Malaria is a critical human disease with extensive exploration yet unestablished due to occurrence of frequent drug resistance. This aspect of malaria pharmacology calls for the introduction of new antimalarial. The drugs reported till date targeted different stages of the parasites in order to stop their growth and proliferation. Beside this, various drugs that could inhibit the imperative enzymes of the parasite have also been reported. Amid them, dihydroorotate dehydrogenase (DHODH) has a key worth. DHODH is involved in the de novo pyrimidine biosynthesis of the malarial parasite which acts as a primary source of energy for its survival. Since life of the parasite utterly depends on pyrimidine biosynthesis, so it can be used as an apt drug target for malaria eradication.

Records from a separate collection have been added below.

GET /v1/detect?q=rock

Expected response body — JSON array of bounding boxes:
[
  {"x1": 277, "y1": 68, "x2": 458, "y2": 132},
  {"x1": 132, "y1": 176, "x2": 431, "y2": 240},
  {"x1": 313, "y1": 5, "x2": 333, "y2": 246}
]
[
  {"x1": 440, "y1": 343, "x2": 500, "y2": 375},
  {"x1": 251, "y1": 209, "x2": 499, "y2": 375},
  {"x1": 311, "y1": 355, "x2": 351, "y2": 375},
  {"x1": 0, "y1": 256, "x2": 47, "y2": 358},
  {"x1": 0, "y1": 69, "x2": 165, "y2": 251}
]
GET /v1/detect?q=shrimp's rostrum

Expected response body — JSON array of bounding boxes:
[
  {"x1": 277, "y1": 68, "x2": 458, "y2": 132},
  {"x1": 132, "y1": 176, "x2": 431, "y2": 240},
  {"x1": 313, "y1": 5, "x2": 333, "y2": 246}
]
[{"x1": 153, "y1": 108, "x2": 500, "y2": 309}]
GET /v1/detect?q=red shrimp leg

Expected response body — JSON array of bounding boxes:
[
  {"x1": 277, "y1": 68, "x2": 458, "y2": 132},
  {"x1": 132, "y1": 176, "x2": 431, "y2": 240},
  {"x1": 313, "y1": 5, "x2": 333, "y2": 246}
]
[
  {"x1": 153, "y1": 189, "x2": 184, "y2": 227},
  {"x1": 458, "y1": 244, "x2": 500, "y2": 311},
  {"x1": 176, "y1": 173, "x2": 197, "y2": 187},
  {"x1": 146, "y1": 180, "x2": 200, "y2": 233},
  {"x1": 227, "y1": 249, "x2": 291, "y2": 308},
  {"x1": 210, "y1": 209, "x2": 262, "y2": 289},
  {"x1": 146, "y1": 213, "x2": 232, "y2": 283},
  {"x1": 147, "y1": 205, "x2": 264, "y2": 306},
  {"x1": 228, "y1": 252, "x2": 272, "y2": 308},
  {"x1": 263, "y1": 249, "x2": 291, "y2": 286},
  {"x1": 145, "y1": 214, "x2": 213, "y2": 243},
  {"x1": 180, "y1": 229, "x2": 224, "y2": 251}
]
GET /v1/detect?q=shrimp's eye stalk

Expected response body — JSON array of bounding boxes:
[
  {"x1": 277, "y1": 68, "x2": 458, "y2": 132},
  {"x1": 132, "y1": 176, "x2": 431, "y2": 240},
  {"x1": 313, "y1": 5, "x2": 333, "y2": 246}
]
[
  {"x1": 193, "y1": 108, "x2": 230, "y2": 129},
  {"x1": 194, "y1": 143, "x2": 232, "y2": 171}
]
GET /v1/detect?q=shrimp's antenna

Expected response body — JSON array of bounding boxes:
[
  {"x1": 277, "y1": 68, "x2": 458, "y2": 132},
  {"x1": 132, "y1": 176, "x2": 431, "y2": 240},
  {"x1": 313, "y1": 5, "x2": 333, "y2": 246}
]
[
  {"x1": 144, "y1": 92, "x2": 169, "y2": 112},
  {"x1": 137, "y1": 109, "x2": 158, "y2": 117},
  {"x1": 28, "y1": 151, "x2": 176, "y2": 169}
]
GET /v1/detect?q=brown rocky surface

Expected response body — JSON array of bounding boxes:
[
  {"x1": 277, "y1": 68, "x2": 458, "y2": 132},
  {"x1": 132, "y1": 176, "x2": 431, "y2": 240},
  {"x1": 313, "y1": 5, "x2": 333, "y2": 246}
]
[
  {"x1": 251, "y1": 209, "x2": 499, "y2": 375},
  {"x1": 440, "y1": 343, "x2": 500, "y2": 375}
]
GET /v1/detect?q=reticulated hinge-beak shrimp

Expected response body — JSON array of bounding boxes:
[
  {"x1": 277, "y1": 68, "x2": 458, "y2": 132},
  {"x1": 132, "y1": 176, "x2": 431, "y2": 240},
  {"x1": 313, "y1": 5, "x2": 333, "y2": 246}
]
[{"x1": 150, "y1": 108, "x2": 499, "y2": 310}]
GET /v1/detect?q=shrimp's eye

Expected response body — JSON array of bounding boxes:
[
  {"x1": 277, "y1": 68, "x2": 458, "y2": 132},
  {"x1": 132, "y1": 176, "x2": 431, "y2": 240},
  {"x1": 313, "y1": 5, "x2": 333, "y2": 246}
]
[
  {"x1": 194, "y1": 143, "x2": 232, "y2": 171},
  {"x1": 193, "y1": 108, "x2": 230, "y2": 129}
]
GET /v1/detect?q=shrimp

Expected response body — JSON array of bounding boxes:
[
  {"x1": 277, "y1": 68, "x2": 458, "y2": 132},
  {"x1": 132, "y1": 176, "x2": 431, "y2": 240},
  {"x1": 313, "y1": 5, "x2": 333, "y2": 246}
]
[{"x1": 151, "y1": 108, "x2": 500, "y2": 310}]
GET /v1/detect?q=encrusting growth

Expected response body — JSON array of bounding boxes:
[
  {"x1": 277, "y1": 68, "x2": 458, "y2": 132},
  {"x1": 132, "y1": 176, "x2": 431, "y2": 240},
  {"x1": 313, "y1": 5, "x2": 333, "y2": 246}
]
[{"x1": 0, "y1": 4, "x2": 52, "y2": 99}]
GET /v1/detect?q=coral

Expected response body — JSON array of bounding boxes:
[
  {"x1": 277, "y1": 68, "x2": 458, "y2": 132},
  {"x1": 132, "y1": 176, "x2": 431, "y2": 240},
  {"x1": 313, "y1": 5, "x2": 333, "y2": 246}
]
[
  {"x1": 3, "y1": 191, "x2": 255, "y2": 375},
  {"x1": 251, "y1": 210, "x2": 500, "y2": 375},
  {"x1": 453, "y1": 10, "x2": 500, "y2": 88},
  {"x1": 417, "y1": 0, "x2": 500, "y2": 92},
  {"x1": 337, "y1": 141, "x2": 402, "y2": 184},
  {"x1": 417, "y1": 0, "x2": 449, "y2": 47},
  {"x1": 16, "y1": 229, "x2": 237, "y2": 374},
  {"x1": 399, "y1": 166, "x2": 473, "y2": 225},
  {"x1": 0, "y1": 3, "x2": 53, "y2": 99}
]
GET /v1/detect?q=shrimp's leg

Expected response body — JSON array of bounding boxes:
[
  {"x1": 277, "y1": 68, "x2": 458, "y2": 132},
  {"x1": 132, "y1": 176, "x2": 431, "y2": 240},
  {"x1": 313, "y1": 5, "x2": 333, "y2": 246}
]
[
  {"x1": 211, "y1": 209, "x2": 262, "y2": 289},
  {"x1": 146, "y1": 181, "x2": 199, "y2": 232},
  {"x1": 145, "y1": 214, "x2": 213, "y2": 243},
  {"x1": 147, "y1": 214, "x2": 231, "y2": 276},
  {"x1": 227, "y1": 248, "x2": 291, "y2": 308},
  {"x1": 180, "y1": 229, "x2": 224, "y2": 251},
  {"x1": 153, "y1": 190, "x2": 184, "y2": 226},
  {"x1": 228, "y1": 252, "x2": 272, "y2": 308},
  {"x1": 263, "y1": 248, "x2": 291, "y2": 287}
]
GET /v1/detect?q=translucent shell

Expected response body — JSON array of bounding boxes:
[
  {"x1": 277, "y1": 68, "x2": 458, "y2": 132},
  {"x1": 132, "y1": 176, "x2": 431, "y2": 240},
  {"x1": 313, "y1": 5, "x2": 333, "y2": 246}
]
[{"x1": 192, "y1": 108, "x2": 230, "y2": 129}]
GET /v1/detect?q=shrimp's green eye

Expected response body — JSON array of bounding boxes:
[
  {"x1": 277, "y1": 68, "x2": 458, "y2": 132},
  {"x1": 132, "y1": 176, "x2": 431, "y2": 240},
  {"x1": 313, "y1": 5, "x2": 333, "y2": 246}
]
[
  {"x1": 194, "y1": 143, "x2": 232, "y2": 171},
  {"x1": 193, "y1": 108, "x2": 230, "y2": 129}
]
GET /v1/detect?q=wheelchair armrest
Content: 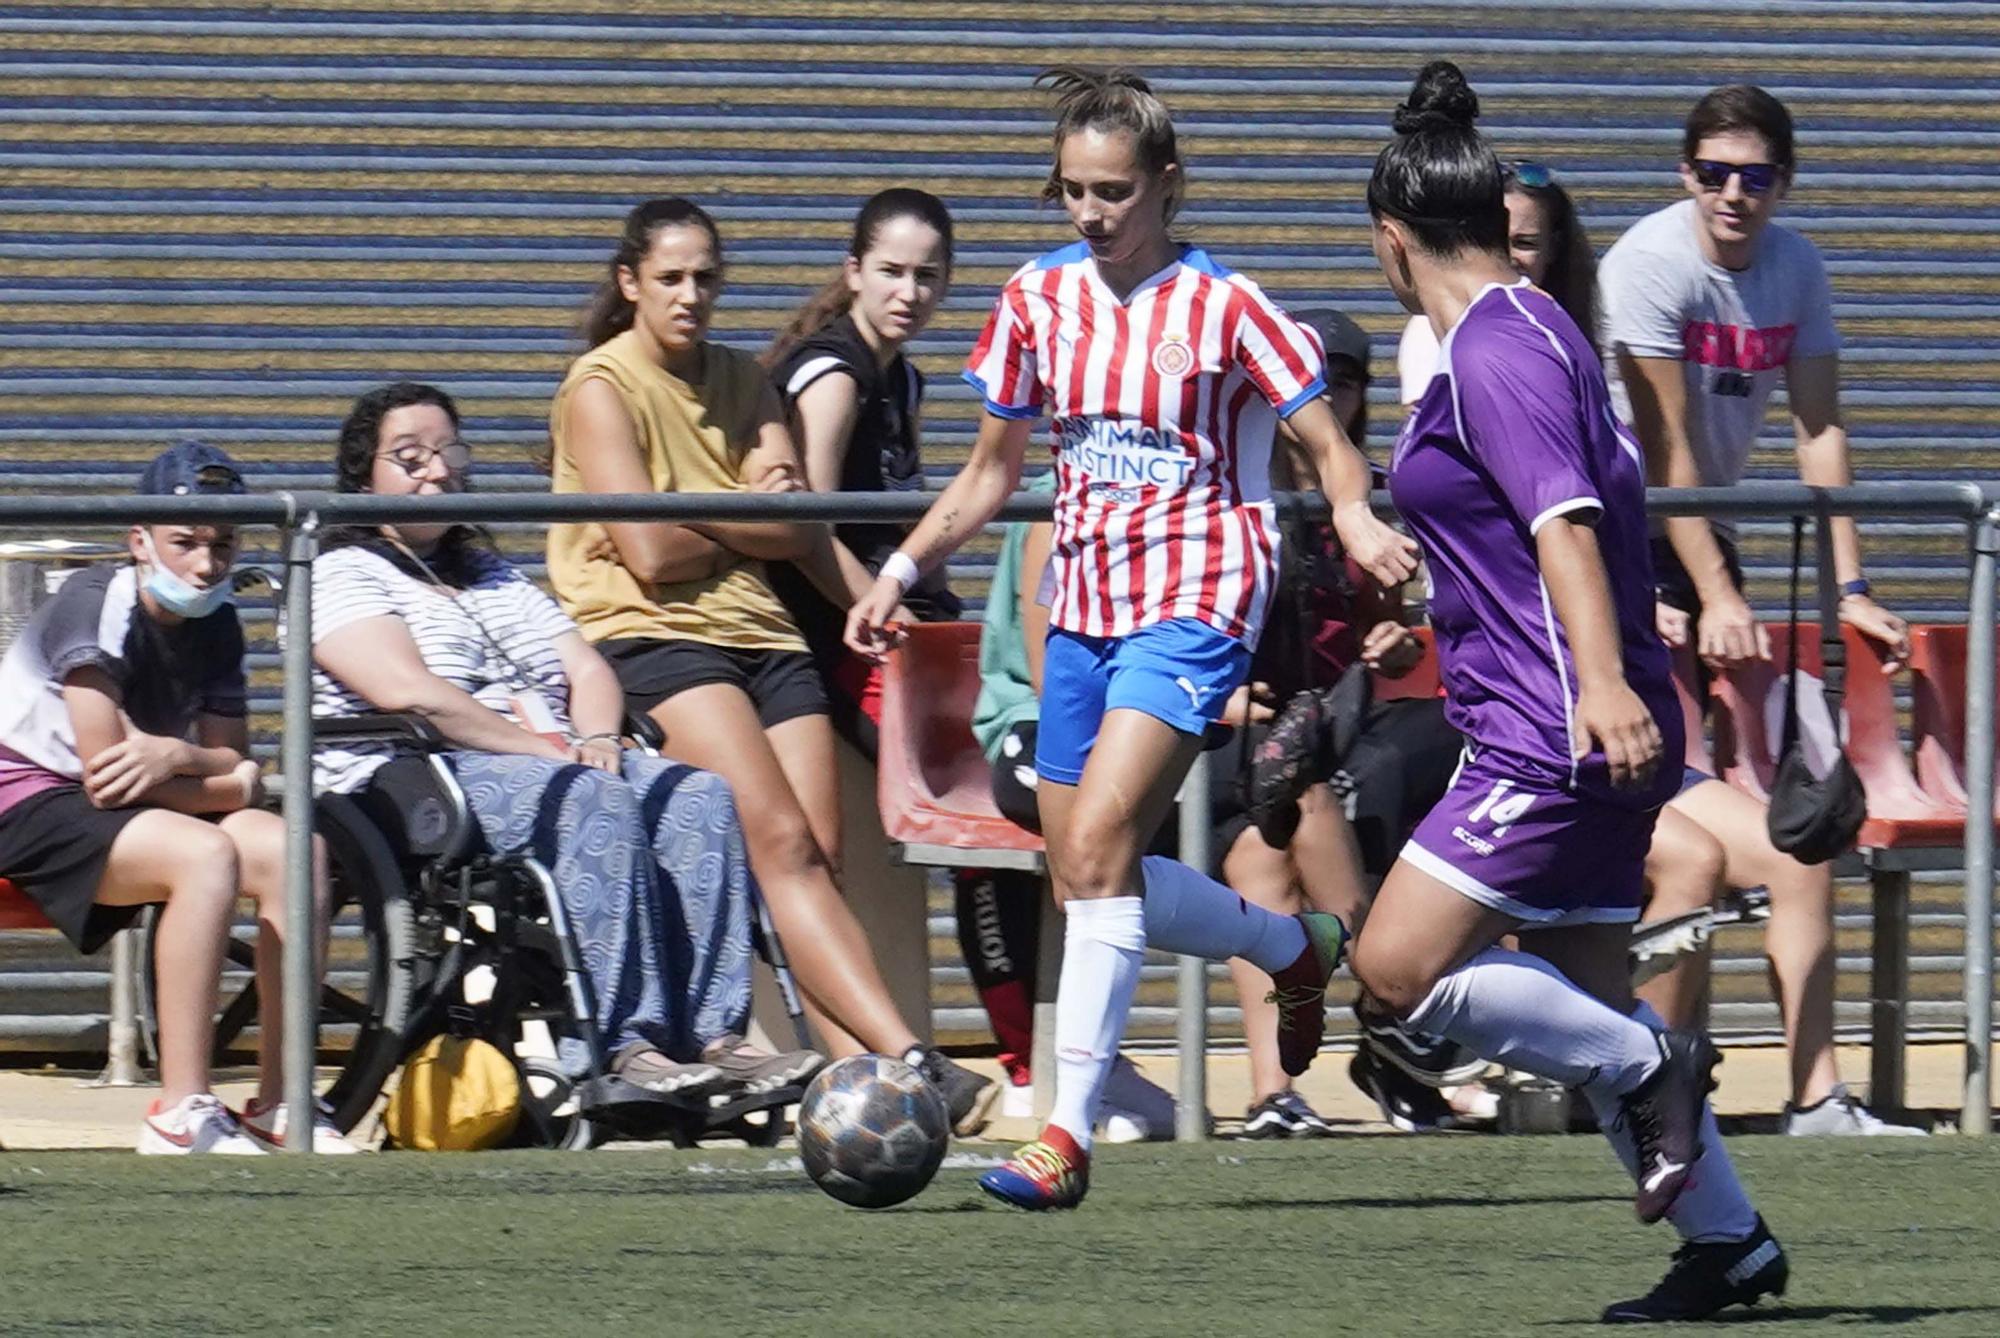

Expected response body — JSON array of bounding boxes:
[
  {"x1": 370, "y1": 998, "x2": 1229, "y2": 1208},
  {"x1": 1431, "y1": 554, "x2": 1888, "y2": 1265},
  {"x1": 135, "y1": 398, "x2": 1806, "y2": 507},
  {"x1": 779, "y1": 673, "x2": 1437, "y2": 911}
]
[
  {"x1": 624, "y1": 709, "x2": 664, "y2": 751},
  {"x1": 315, "y1": 713, "x2": 447, "y2": 750}
]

In addition to this, DHODH is also present in human and their active sites have significant structural dissimilarities, so the development of selective inhibitors may prove to be a milestone in search of new antimalarials. Inhibitors of human DHODH have been used to treat autoimmune diseases such as, rheumatoid arthritis or multiple sclerosis and have been investigated in the treatment of cancer, viral diseases, as well as in plant pathology. Here, we have reviewed the important role of DHODH as a viable drug target against malaria, its importance for the survival of the parasite, and DHODH inhibitors reported so far. The rate of success of the reported DHODH inhibitors and further required improvements have also been accounted.

Keywords: Dihydroorotate dehydrogenase (DHODH); Drug resistance; Malaria; Plasmodium parasite; Pyrimidine biosynthesis.